Santhoshnumberone · October 16, 2018, 6:10am

Example:
I have a data set size of 801
60% of my data set is used for training so approx 481 size of my training dataset.

dataloaders = {x: torch.utils.data.DataLoader(image_datasets[x], batch_size=15,shuffle=True, num_workers=15)for x in ['train', 'val']}

Above statement will fetch 15 set(mini batch) of data from the training dataset.
so in order to complete training on the entire data set 481/15 approx= 32
so number of epochs required to complete training over the entire dataset = 32 given be the statement below.
model_ft = train_model(net,criterion,optimizer_ft,exp_lr_scheduler,num_epochs=32)

Am i right, correct me if i am wrong?

ptrblck · October 16, 2018, 6:23am

You will need 32 iterations to complete one epoch.
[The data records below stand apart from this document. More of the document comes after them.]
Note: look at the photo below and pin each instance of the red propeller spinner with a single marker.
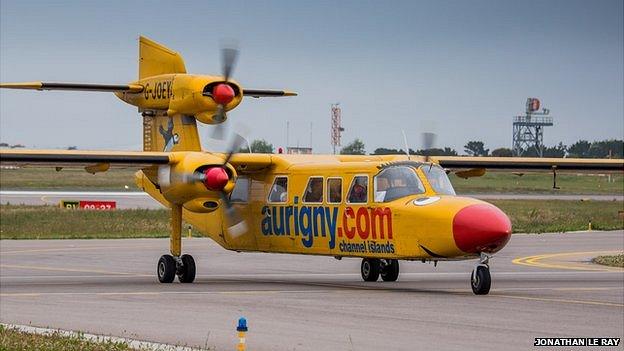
(222, 94)
(215, 178)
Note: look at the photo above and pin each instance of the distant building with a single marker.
(298, 150)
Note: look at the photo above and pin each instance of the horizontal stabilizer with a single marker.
(132, 88)
(267, 93)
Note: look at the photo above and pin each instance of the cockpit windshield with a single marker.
(396, 182)
(438, 179)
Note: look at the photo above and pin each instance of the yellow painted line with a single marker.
(56, 269)
(537, 261)
(569, 301)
If you use your DataLoader in a for loop, a whole epoch will be completed by giving 32 batches of size 15.

I’m not sure how train_model is defined, but it seems you are confusing iterations/batches with epochs.

Santhoshnumberone · October 16, 2018, 6:43am

example

def train_model(model, criterion, optimizer, scheduler, num_epochs=20):
    since = time.time()

    best_model_wts = copy.deepcopy(model.state_dict())
    best_acc = 0.0

    for epoch in range(num_epochs):
        print('Epoch {}/{}'.format(epoch, num_epochs - 1))
        print('-' * 10)

        for phase in ['train','val']:

            if phase == ' trian':
                scheduler.step()
                model.train()

            else:
                model.eval()
            running_loss = 0.0
            running_corrects = 0


            for inputs,labels in dataloaders[phase]:
                inputs = inputs.to(device)
                labels = labels.to(device)
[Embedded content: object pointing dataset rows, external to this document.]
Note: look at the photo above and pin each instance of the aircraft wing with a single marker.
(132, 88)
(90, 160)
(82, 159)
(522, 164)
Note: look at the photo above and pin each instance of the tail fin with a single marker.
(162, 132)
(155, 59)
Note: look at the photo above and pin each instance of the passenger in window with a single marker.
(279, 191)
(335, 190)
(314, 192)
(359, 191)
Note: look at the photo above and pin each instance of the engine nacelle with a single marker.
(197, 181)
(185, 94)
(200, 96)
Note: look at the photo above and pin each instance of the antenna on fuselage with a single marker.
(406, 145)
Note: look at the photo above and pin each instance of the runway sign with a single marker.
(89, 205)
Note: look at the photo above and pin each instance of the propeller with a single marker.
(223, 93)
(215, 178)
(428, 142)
                optimizer.zero_grad()

            #forward
            #track history if only in train
                with torch.set_grad_enabled(phase=='train'):
                    outputs = model(inputs)
                    _,preds = torch.max(outputs,1)
                    loss = criterion(outputs,labels)
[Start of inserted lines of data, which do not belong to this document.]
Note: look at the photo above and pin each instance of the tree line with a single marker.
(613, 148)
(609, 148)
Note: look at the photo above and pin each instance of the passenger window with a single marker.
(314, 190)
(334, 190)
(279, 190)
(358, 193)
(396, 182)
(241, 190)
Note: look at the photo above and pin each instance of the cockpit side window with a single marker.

                    if phase == 'train':
                        loss.backward()
                        optimizer.step()

                #statistics
                running_loss += loss.item()*inputs.size(0)
                running_corrects += torch.sum(preds==labels.data)

            epoch_loss = running_loss/dataset_sizes[phase]
            epoch_acc = running_corrects.double()/dataset_sizes[phase]
            print('{} Loss: {:.4f} Acc: {:.4f}'.format(
                    phase, epoch_loss, epoch_acc))

            #deep copy the model
            if phase == 'val' and epoch_acc>best_acc:
                best_acc=epoch_acc
                best_model_wts = copy.deepcopy(model.state_dict())

        print()
    time_elapsed = time.time()-since
    print('Training complete in {:.0f}m {:.0f}s'.format(
    time_elapsed // 60, time_elapsed % 60))
    print('Best val Acc: {:4f}'.format(best_acc))

    # load best model weights
    model.load_state_dict(best_model_wts)
    return model

ptrblck · October 16, 2018, 7:26am

Based on this code you are indeed using 32 epochs, i.e. 32 iterations over your full dataset.
In each epoch the loop over your DataLoader (for inputs, labels in dataloaders[phase]) will give you ~32 batches of size 15.

Santhoshnumberone · October 16, 2018, 7:44am

for inputs,labels in dataloaders[phase]:
                inputs = inputs.to(device)
                labels = labels.to(device)

                optimizer.zero_grad()

            #forward
            #track history if only in train
                with torch.set_grad_enabled(phase=='train'):
                    outputs = model(inputs)
                    _,preds = torch.max(outputs,1)
                    loss = criterion(outputs,labels)

                    if phase == 'train':
                        loss.backward()
                        optimizer.step()

                #statistics
                running_loss += loss.item()*inputs.size(0)
                running_corrects += torch.sum(preds==labels.data)

fetches 15 images at once for 32 iterations over the entire training dataset to complete one epoch?

ptrblck · October 16, 2018, 10:54am

Yes, more or less. It will actually give you 33 batches. 32 batches of size 15 and 1 batch of size 1, as the number of samples is not dividable by 15 without a remainder and you didn’t specify drop_last=True in your DataLoader.